En 2009, ces principes conservent toute leur puissance explicative. Mais entre-temps, la science a accumulé les découvertes - molécule d'ADN, nouveaux fossiles, cellules souches... - qui s'éclairent à l'aune de Darwin autant qu'elles éclairent sa pensée. Même lorsqu'elle semble la contredire, la science moderne fait évoluer la théorie sans la dénaturer. Démonstration dans les pages qui suivent, en forme d'hommage à celui qui a rendu l'histoire du vivant cohérente, rationnelle, pensable.

 Les Lois de l'Hérédité

"Les lois qui régissent l'hérédité sont pour la plupart inconnues" (l'origine des espèces, chap. 1).
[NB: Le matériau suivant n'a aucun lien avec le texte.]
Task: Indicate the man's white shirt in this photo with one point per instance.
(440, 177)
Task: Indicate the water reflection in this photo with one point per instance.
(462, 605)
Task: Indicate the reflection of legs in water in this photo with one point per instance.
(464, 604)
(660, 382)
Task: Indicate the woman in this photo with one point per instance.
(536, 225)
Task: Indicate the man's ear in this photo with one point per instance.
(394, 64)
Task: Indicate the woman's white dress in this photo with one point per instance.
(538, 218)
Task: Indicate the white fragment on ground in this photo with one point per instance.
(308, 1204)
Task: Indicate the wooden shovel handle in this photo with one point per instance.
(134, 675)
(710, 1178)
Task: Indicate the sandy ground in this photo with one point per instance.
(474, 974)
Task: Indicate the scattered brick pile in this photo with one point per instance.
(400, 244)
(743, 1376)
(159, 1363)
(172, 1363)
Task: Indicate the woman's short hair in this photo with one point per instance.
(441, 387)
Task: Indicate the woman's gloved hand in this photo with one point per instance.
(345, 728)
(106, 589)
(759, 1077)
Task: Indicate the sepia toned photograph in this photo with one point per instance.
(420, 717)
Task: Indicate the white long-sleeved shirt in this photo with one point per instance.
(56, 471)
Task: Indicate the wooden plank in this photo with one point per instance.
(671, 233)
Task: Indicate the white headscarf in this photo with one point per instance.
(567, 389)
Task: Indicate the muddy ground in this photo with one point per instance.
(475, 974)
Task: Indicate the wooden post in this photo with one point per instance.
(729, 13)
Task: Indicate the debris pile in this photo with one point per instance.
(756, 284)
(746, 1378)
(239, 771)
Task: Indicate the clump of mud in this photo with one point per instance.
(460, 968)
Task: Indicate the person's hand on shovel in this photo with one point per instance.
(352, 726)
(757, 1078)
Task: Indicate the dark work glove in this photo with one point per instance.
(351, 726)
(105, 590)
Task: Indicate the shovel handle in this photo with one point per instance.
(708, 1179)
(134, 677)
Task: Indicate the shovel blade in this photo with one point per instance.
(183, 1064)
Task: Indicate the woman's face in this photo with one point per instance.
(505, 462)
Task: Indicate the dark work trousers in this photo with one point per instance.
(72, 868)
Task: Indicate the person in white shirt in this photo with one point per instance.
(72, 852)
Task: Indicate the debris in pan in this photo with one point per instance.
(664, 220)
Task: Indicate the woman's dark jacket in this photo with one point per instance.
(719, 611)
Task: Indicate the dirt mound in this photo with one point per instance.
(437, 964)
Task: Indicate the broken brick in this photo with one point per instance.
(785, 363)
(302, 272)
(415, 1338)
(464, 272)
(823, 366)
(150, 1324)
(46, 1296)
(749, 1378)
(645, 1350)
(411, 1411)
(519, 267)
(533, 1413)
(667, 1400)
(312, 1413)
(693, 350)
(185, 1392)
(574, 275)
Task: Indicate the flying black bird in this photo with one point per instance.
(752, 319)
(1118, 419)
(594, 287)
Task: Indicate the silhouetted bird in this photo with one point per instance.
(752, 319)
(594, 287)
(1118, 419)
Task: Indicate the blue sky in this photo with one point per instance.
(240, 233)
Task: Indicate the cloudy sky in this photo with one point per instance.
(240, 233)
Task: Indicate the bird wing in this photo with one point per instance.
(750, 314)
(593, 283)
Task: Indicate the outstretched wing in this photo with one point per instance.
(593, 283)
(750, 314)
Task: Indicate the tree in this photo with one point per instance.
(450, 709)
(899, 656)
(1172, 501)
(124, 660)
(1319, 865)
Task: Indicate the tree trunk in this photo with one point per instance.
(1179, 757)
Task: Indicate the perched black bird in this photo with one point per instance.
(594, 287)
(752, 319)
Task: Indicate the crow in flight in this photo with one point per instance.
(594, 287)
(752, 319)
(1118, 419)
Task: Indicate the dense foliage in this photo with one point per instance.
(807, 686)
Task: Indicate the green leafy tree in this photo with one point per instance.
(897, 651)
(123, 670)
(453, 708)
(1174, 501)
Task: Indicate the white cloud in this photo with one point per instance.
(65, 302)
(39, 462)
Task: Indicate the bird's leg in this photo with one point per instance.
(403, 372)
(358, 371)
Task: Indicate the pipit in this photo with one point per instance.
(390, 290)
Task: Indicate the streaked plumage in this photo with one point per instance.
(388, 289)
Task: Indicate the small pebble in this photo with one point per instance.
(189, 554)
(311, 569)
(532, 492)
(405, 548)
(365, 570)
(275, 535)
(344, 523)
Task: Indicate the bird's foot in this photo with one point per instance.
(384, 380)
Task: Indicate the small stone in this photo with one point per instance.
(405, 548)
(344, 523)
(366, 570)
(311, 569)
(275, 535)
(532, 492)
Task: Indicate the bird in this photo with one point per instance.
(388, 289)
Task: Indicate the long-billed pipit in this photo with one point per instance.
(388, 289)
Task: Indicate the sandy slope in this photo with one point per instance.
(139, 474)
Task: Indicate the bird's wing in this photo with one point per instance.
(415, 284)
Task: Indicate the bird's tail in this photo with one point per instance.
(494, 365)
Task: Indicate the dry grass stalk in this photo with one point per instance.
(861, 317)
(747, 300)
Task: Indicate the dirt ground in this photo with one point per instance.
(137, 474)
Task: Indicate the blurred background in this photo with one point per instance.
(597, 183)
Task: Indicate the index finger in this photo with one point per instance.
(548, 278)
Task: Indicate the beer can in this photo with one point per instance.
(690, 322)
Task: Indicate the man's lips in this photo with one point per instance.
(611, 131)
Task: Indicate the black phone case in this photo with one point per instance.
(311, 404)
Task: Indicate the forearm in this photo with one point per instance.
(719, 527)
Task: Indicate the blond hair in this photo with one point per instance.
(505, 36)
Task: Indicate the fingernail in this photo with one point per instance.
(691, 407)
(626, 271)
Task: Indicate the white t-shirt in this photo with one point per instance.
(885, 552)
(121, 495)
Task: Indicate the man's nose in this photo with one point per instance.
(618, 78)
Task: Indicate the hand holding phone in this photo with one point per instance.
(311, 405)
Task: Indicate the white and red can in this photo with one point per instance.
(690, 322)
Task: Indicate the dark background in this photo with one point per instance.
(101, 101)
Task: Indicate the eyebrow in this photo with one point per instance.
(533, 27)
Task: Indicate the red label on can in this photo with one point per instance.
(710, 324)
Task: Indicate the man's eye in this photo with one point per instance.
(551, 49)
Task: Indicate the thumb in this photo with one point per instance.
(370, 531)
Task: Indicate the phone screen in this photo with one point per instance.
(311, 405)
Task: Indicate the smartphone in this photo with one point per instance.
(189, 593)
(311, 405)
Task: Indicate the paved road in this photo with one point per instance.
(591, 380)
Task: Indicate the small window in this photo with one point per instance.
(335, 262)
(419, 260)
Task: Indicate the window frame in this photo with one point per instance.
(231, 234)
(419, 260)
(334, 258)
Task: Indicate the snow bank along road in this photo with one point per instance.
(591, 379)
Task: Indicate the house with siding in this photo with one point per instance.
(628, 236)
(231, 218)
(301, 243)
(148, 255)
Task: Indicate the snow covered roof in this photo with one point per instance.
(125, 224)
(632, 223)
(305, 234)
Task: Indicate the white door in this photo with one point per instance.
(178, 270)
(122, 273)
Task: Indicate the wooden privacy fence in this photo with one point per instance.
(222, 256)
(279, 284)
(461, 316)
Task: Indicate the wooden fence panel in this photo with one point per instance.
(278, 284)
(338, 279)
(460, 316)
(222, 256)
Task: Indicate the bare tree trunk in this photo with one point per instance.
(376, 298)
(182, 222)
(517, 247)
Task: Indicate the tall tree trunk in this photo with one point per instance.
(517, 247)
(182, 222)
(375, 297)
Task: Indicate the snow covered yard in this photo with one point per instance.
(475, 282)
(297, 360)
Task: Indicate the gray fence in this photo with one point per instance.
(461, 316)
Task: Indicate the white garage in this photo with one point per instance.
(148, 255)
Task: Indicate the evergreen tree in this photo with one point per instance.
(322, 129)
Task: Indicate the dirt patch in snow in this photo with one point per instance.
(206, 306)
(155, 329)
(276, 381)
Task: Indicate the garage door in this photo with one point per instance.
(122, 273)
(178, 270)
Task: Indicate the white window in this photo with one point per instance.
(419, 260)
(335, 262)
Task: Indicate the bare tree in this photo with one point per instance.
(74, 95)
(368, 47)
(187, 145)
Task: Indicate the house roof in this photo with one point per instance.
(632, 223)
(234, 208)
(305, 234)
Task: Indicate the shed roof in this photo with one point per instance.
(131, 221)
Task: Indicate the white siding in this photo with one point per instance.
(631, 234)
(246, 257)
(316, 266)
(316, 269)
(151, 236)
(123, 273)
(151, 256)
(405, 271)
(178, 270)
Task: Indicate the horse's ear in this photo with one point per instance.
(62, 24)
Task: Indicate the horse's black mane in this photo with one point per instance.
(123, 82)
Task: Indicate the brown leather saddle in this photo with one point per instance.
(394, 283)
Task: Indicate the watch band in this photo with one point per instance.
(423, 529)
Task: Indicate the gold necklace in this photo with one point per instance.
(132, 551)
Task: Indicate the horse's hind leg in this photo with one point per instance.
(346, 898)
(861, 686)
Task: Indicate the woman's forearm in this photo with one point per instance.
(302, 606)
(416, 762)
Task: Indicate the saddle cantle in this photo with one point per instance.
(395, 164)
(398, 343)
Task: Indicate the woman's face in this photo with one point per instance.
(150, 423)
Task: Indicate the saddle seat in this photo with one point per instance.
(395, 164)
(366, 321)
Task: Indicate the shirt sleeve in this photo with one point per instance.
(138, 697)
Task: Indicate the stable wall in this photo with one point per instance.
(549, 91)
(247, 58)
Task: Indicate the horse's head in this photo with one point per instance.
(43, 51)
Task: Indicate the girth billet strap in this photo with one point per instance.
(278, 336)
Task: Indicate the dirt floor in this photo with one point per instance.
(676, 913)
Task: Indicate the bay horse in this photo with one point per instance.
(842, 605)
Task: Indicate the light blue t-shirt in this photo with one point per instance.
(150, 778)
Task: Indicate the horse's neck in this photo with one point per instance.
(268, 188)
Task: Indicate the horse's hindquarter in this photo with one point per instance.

Darwin, comme ses contemporains à l'époque de la publication de L'Origine des espèces, ignore tout de la génétique. Et il s'interroge : comment se transmettent les caractères ? Quelle est la source des différences entre les individus ? À l'époque, le naturaliste adopte la théorie de l'hérédité en vogue au XIX" siècle, selon laquelle l'enfant hérite d'un mélange des traits de ses parents. En clair, le croisement d'une souris à poils noirs et d'une souris à poils blancs doit donner une souris à poils gris. Une théorie pourtant incompatible avec celle de l'évolution : l'homogénéisation des caractères diluerait en quelques générations n'importe quel nouveau trait prometteur. Un argument d'ailleurs utilisé par ses contemporains pour réfuter la notion d'évolution.
En fait, la question de l'hérédité a trouvé une réponse spectaculaire avec les lois de Mendel (1865), qui montrent que des unités héritables sont transmises au fil des générations, puis avec August Weismann, qui postule l'existence d'un support' matériel de l'hérédité et qu'aucun caractère acquis ne se transmet. Ce n'est qu'en 1909 qu'apparaît la notion de gènes, c'est-à-dire des facteurs biologiques de l'hérédité (non encore identifiés). Entre-temps (1901), Hugo de Vries remarque de brusques variations au sein de variétés sauvages d'une banale herbe aux ânes, qu'il nomme mutations, expliquant enfin comment les descendants peuvent différer de leurs ancêtres. Ainsi se dessine la théorie de l'hérédité qui faisait tant défaut à Darwin. Avec elle, ce qu'on appelle la théorie synthétique de l'évolution repose désormais sur ces trois piliers : 1) la descendance avec modification ; 2) le matériel héréditaire moléculaire (les gènes) subit des transformations responsables de la grande diversité du vivant ; 3) la sélection naturelle favorise les individus les mieux adaptés à leur environnement.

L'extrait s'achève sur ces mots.